I don't believe I've said anything to contradict this.
On systems with a MMU, fork copies the page tables and not the pages themselves such that the new processes share physical ram until they are written to.
" so that if the memory is not written to, it is never duplicated."
Whether you've realized it or not, the problem of over-committed memory remains present. At the time the kernel receives the "fork()" syscall from a large process (imagine 1.5GB working set) which uses more ram than is available to the child, it has to choose between two bad choices:
1. Either deny the request up front due to low memory constraints.
2. over-commit memory in a gamble that neither the parent nor the child will change too many pages.
Both answers are seriously flawed. I gave two examples of applications which demonstrate either the inefficiency of fork(), or the risky over commit behavior.

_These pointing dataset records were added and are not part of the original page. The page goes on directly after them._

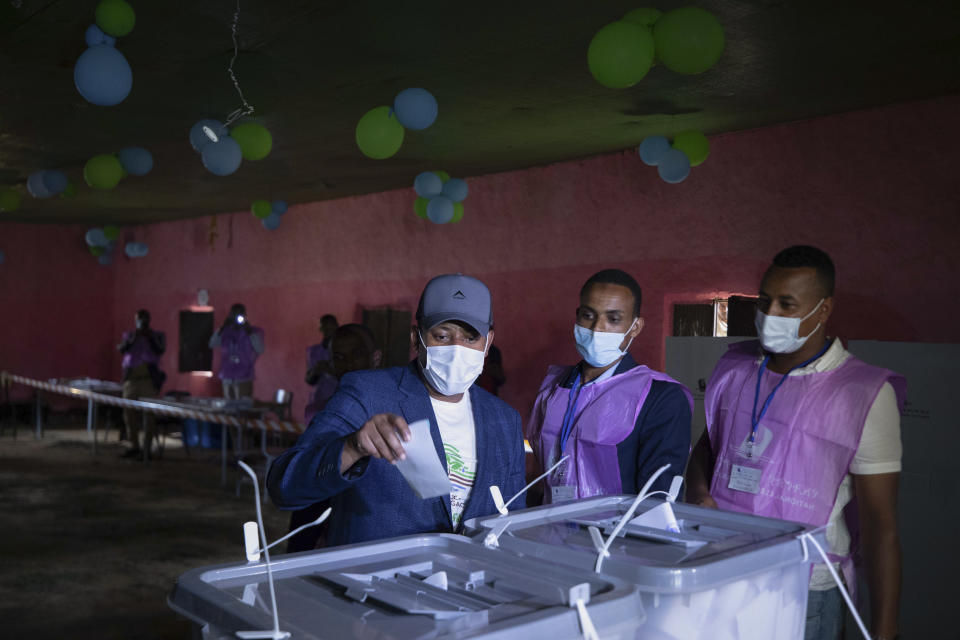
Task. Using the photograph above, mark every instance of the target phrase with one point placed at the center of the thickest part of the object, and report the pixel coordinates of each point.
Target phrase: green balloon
(9, 200)
(620, 54)
(379, 133)
(694, 144)
(647, 16)
(689, 40)
(261, 208)
(420, 207)
(254, 140)
(115, 17)
(103, 171)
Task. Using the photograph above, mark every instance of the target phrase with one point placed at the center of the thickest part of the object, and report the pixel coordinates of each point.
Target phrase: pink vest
(606, 414)
(237, 355)
(805, 442)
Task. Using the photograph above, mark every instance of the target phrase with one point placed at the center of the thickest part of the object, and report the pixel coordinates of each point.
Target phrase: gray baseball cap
(454, 296)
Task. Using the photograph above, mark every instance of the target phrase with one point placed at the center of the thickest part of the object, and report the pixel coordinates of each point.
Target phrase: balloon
(199, 139)
(96, 238)
(95, 36)
(54, 181)
(222, 158)
(136, 160)
(428, 184)
(652, 149)
(36, 185)
(379, 133)
(261, 208)
(647, 16)
(115, 17)
(674, 166)
(620, 54)
(103, 76)
(420, 207)
(271, 222)
(694, 144)
(689, 40)
(9, 200)
(70, 191)
(254, 140)
(440, 210)
(455, 189)
(103, 171)
(415, 108)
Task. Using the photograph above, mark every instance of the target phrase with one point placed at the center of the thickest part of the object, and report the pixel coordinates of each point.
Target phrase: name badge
(745, 479)
(563, 493)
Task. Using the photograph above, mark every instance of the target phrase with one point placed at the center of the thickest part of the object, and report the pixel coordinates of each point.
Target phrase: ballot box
(426, 586)
(719, 576)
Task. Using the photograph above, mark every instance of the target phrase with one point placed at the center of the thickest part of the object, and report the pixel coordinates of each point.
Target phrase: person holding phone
(240, 345)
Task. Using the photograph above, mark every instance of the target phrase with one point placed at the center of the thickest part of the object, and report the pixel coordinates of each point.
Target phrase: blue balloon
(199, 139)
(415, 108)
(222, 158)
(428, 184)
(440, 210)
(271, 222)
(674, 166)
(37, 186)
(95, 36)
(103, 76)
(652, 149)
(95, 238)
(455, 189)
(136, 160)
(54, 181)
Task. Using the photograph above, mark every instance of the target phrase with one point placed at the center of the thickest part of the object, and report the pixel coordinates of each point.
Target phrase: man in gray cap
(346, 454)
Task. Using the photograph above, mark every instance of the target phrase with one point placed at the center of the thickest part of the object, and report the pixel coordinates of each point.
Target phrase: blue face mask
(600, 348)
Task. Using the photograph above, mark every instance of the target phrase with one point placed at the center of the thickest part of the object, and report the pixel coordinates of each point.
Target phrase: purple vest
(237, 355)
(606, 414)
(139, 353)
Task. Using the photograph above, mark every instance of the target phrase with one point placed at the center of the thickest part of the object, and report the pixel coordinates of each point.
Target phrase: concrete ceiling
(510, 77)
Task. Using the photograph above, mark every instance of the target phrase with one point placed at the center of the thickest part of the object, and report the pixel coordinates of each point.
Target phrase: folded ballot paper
(422, 469)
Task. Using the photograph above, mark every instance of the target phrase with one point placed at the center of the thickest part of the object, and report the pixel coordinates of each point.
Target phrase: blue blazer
(372, 500)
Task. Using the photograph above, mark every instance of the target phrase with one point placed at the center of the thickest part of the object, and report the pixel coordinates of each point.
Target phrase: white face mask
(782, 335)
(600, 348)
(452, 369)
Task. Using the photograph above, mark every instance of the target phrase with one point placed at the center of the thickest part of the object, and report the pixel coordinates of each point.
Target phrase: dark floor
(90, 546)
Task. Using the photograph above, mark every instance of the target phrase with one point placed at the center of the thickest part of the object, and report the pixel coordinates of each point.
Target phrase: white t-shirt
(458, 432)
(879, 451)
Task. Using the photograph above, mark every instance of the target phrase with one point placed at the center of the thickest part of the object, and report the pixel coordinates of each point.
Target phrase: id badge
(743, 478)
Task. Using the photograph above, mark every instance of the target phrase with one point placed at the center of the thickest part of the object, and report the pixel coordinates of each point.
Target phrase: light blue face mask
(600, 348)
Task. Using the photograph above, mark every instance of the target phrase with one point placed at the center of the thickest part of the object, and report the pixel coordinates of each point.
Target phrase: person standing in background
(142, 378)
(320, 374)
(240, 345)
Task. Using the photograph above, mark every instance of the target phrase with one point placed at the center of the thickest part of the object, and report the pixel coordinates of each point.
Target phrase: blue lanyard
(754, 418)
(567, 425)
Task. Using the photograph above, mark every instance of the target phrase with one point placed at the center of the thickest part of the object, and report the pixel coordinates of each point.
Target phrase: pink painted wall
(875, 189)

Most administrators will agree that the "OOM Killer" has no place in stable production environments. The only way to guaranty well behaved processes are not killed is for the kernel to guaranty resources by not over-committing them. This spells trouble for interfaces like fork(), which depend on over-committed memory to work efficiently.
Without over-committed memory, a large process would find itself unable to issue fork/exec calls to spawn a small process.
If the parent is a tiny daemon who's only purpose is to spawn children, this isn't such a big deal. However, it is a disappointment that the fork syscall is either very risky, or a resource hog when called from large parents.
Even if fork had no other problems, this is an excellent reason to seek alternatives.